This weekend we caught a lady stealing flowers from our garden. I’d like to say red-handed, but they are purple irises so they don’t leave much residue. In primary school, when we had a spate of firebugs, the teachers would smell suspects’ hands to see if they had a smokey scent. Luckily I didn’t have to do any palm-sniffing for floral notes, as we saw her ruin an iris stem right in front of us. Snap! That’s the sound of a dream ending in the rush of slaughter.
I ran up to her and said “You’re welcome”, as it was the least confrontational opener I could conjure in my rage. She reflexively replied with a gaily “Thank you!”, then turned and froze when she saw me (I wish I could attribute this fear to my massive biceps. Perhaps in a few months…). She started bargaining and saying that they were for a relative who was unwell, and that she could offer money, and after all “I only took 3!”. She didn’t understand that they weren’t for sale. If she had knocked on our door and said that her Mum was sick, and really loved flowers, I would have dug some up for her and put them in a nice pot. It was weird that she cheapened the whole ordeal by saying she could pay – they weren’t for sale anyway. It made me doubt the story, and wonder if she could have bought some other flowers. I just replied “okay” to every new excuse, and waved goodbye. It was just so odd and disrespectful, as she had been furtively driving past in slow-motion, and left her car running as she leapt towards the bulbs.

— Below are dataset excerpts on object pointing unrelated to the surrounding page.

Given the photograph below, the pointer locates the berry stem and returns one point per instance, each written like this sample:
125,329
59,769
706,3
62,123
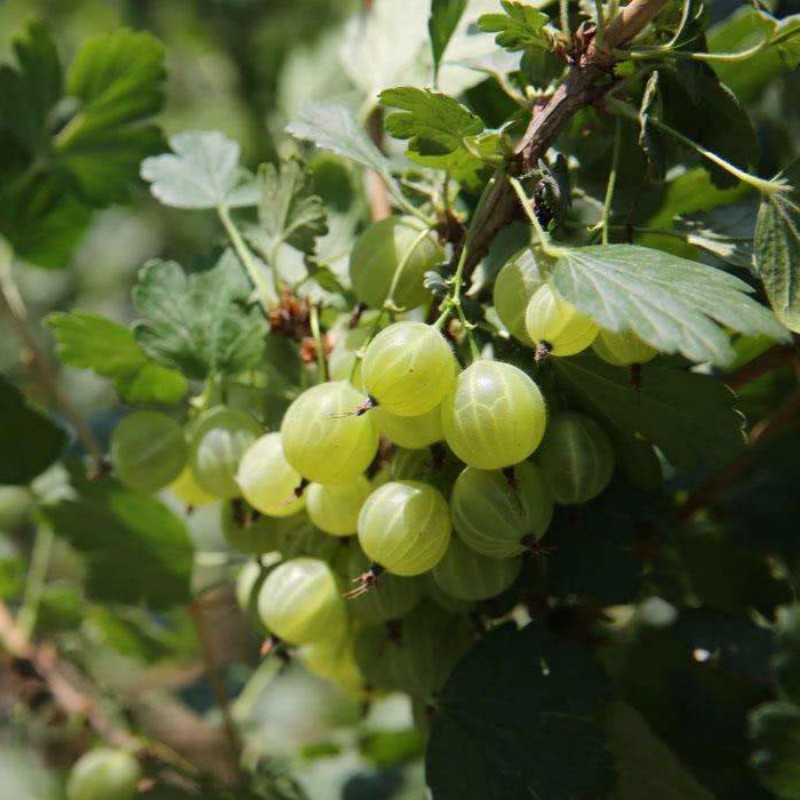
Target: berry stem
322,362
544,240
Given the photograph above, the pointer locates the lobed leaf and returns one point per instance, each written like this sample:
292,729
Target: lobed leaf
203,171
118,79
333,128
118,82
30,441
199,323
87,341
444,18
674,304
441,132
777,256
287,209
29,93
521,27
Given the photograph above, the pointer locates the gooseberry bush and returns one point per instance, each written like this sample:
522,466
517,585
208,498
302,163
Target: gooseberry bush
489,383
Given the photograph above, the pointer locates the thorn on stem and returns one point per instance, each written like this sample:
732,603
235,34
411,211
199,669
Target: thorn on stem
543,350
365,582
369,402
532,545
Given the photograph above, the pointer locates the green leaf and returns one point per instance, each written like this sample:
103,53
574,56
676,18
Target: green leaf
777,257
690,417
646,767
785,40
31,441
29,94
441,132
713,116
118,83
103,164
45,225
445,16
118,79
670,302
131,635
333,128
521,27
199,323
745,29
202,172
287,209
87,341
136,549
517,717
775,731
786,663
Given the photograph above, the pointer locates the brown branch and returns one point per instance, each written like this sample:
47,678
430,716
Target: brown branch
776,356
764,431
65,684
586,82
215,678
187,746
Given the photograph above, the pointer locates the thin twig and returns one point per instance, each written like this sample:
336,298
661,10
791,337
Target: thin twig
215,678
13,306
762,432
586,82
380,203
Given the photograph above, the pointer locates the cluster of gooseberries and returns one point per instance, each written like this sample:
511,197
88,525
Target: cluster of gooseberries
403,490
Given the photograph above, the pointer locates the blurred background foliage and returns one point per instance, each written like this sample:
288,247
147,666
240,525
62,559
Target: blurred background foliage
225,60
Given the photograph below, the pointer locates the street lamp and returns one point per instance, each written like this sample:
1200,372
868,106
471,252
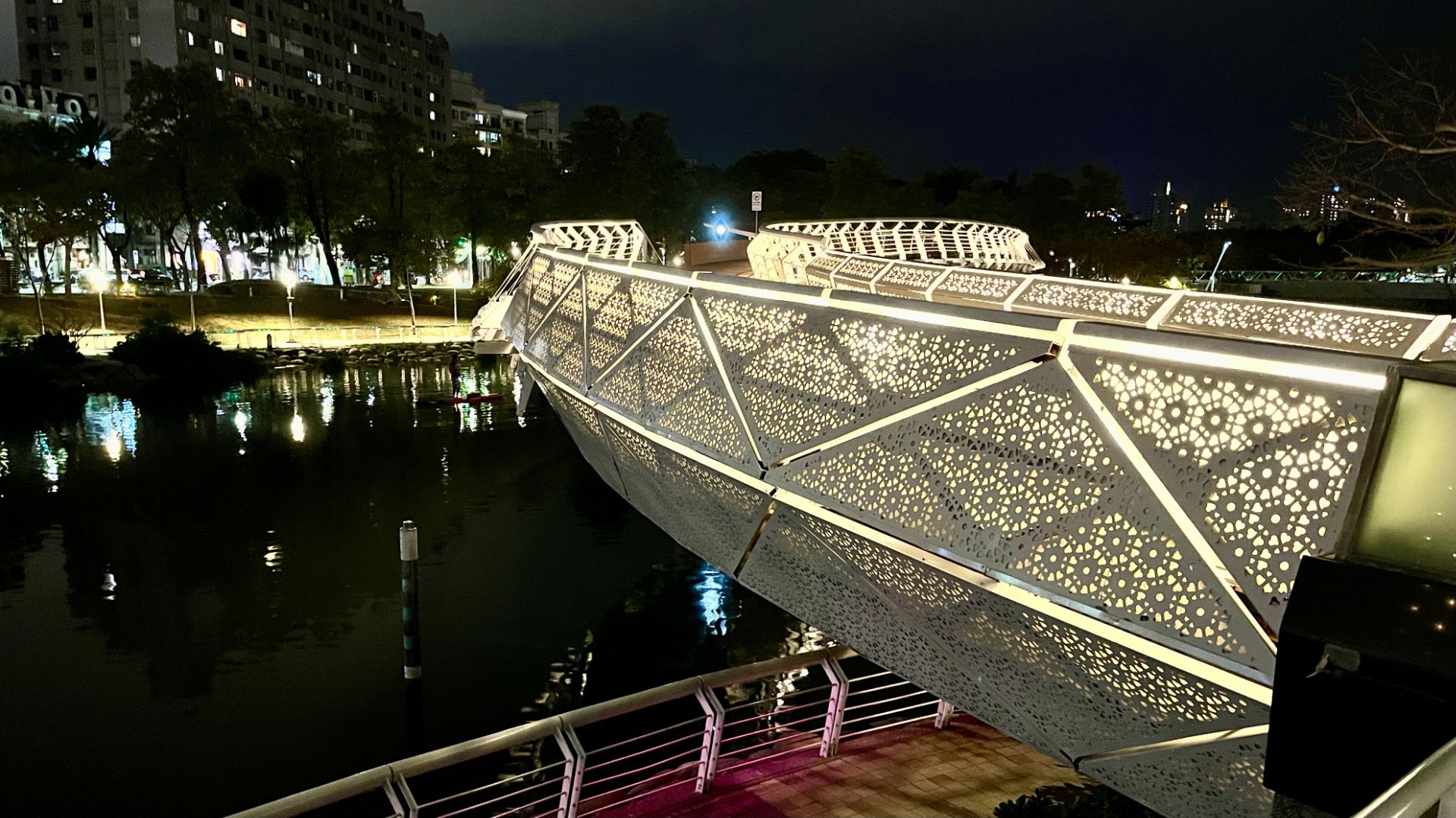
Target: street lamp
289,281
1213,277
456,278
98,280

The experience reminded me of a scene in Tritten’s Heidi’s children, where they return from berry-picking, but instead of refreshing berries, they have only the coins received from selling them. As the Alm-Uncle said about the taste/money transaction, “What can it buy as sweet as the berries you have sold?”. I’m happy to share the sweetness of our flowers, but not with those who have poor manners and even more questionable motives. At the very least, if her Mum really is sick, I hope they provide some cheer.
Margaret Olley would pick flowers on her walks (she called it pruning), to immortalise as paintings. But I’m sure she wouldn’t have taken all the flowers that were in one garden. I feel conflicted about my response, and wonder about the justification of my cynicism. The next morning, I realised that I haven’t enjoyed many of our flowers because they’re gone – leaving a scarred history on almost every plant. Cellular memories of a thieving (not thriving) history. It’s not a unique experience, as mentioned in Amy Stewart’s post, as well as in a thread on combative strategies.
On a happier note, the Sonia orchids in the image (sorry no irises left for enjoyment or photography!) are celebrating today’s wedding anniversary. They were expensive, and from a florist. These are inside so they are definitely safe!